Let’s get one thing straight: Commercial builders are not HVAC specialists. This differentiation is why we consult on a variety of remodeling and home building projects—to ensure whatever the construction project is, that it will meet both product specifications and building code requirements.
Let’s use building or extending a deck as an example. Yes, you can install it over an existing condenser. But here are all the things you need to consider before finalizing your design:
1. Recommended Clearances for Optimal Function
In other words, what does the product manual say? Most owner guides will tell you exactly how much space you need for both proper air flow and service maintenance access. Ignoring these measurements may not only decrease your unit’s overall performance, but it can also void any manufacturer warranties.
2. Position or Location
How is the new deck going to affect the condenser’s exposure to the elements? If you ignore the installation location, you might find it can lead to water, snow or ice accumulating and falling directly into your system. Needless to say, this impacts both system function and longevity.

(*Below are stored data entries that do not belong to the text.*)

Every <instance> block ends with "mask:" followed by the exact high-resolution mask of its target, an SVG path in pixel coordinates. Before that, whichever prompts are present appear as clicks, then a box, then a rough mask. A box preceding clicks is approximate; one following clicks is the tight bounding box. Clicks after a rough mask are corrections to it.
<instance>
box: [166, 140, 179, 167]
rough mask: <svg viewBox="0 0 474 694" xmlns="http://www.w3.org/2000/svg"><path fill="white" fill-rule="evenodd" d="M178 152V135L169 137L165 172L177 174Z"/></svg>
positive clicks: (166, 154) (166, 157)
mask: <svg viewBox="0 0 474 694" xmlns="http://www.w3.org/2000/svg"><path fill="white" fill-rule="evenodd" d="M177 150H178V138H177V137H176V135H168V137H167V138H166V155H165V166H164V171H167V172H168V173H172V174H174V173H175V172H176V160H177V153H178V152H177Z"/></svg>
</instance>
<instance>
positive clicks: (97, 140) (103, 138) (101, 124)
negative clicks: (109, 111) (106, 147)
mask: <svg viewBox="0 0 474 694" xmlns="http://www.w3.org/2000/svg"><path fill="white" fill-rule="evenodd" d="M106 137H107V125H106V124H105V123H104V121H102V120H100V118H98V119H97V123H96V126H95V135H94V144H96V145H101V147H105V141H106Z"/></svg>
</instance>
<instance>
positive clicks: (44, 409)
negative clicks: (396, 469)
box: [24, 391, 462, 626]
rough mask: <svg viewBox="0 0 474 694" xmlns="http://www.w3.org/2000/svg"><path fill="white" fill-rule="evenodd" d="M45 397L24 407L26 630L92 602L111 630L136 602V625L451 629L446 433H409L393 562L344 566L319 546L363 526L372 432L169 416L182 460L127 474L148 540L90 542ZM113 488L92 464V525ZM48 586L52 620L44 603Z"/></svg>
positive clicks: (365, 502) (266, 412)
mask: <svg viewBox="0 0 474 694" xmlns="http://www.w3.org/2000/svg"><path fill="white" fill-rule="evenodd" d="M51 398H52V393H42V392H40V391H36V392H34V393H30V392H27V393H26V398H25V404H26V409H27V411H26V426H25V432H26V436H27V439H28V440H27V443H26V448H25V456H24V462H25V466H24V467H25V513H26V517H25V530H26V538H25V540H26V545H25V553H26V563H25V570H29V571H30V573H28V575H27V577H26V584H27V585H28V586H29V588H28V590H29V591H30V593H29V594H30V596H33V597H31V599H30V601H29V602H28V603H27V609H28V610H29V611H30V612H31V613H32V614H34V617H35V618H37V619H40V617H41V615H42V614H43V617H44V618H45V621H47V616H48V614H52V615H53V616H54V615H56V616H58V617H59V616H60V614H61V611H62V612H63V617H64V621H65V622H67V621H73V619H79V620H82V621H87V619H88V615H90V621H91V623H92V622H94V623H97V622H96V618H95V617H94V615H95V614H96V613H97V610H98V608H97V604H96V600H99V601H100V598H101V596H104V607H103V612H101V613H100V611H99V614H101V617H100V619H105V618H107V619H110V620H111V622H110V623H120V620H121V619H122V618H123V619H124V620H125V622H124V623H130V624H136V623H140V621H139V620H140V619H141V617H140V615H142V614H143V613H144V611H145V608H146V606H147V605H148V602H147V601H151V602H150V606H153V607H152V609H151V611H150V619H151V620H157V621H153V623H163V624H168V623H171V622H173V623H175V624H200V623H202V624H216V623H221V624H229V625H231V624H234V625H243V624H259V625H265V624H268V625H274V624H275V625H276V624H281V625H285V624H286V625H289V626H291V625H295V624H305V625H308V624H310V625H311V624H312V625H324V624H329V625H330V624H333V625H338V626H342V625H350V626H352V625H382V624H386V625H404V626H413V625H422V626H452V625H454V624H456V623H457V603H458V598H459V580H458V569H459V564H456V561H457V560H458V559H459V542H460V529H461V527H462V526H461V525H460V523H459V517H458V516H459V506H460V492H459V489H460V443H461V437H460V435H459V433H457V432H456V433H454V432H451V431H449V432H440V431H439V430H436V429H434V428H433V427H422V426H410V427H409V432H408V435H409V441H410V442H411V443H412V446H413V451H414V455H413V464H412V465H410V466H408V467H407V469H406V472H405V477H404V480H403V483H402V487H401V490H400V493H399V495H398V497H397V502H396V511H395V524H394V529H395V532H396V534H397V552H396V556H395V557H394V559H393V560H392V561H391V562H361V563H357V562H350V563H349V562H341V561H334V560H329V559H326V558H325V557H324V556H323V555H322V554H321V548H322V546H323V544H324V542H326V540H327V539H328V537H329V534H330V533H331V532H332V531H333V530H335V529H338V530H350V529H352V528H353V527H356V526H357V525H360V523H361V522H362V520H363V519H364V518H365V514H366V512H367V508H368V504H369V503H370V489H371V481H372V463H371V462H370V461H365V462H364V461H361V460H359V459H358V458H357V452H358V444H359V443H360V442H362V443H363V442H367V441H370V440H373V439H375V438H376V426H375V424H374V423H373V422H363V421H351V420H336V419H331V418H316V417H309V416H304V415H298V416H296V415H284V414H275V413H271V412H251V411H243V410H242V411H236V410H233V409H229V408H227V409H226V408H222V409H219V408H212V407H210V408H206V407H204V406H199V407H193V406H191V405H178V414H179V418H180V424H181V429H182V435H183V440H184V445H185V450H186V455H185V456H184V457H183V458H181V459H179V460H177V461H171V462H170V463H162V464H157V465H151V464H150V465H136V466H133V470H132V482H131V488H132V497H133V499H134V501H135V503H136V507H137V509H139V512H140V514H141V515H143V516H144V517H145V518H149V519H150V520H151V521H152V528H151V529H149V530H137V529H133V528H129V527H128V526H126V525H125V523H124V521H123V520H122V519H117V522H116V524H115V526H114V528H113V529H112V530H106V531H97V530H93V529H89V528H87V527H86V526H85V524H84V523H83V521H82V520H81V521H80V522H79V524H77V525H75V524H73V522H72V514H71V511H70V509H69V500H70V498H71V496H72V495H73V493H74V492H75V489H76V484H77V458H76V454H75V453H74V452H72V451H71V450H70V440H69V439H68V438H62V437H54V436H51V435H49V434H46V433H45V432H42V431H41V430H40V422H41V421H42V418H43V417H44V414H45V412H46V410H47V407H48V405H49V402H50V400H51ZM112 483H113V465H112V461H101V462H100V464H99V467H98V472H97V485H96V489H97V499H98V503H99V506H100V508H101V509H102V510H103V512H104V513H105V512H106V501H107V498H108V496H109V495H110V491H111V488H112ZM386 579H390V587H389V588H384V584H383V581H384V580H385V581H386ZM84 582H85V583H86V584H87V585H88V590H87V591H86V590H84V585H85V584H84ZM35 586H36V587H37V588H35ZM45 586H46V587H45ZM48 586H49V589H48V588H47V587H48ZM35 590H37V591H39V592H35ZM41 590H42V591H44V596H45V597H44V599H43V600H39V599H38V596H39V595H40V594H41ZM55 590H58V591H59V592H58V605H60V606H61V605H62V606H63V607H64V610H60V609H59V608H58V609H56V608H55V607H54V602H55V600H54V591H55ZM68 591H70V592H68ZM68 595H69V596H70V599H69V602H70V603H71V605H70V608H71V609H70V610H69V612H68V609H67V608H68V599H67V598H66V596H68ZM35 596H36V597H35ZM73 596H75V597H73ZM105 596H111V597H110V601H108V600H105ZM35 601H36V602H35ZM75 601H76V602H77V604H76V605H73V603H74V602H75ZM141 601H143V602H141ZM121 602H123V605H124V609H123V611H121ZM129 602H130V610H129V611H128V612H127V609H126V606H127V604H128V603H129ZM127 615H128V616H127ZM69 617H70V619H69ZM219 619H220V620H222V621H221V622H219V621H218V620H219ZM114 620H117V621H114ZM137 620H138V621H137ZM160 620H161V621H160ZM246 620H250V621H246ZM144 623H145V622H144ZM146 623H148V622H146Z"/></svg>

3. State Mandated Clearances for Worker Safety
This is different, and sometimes contradictory to what a user manual might tell you. You’ll have to compare the clearance requirements for both the state and the product itself, then use whichever of the two is greater as your minimum. You’ll also need to account for power location, including disconnection, repair, and replacement access should something go wrong with the unit. Generally speaking, you don’t want to build your deck in any way that might block line of sight between the power switch, or connection, and the unit. This placement prevents someone from accidentally restoring power while another person is still working on the system.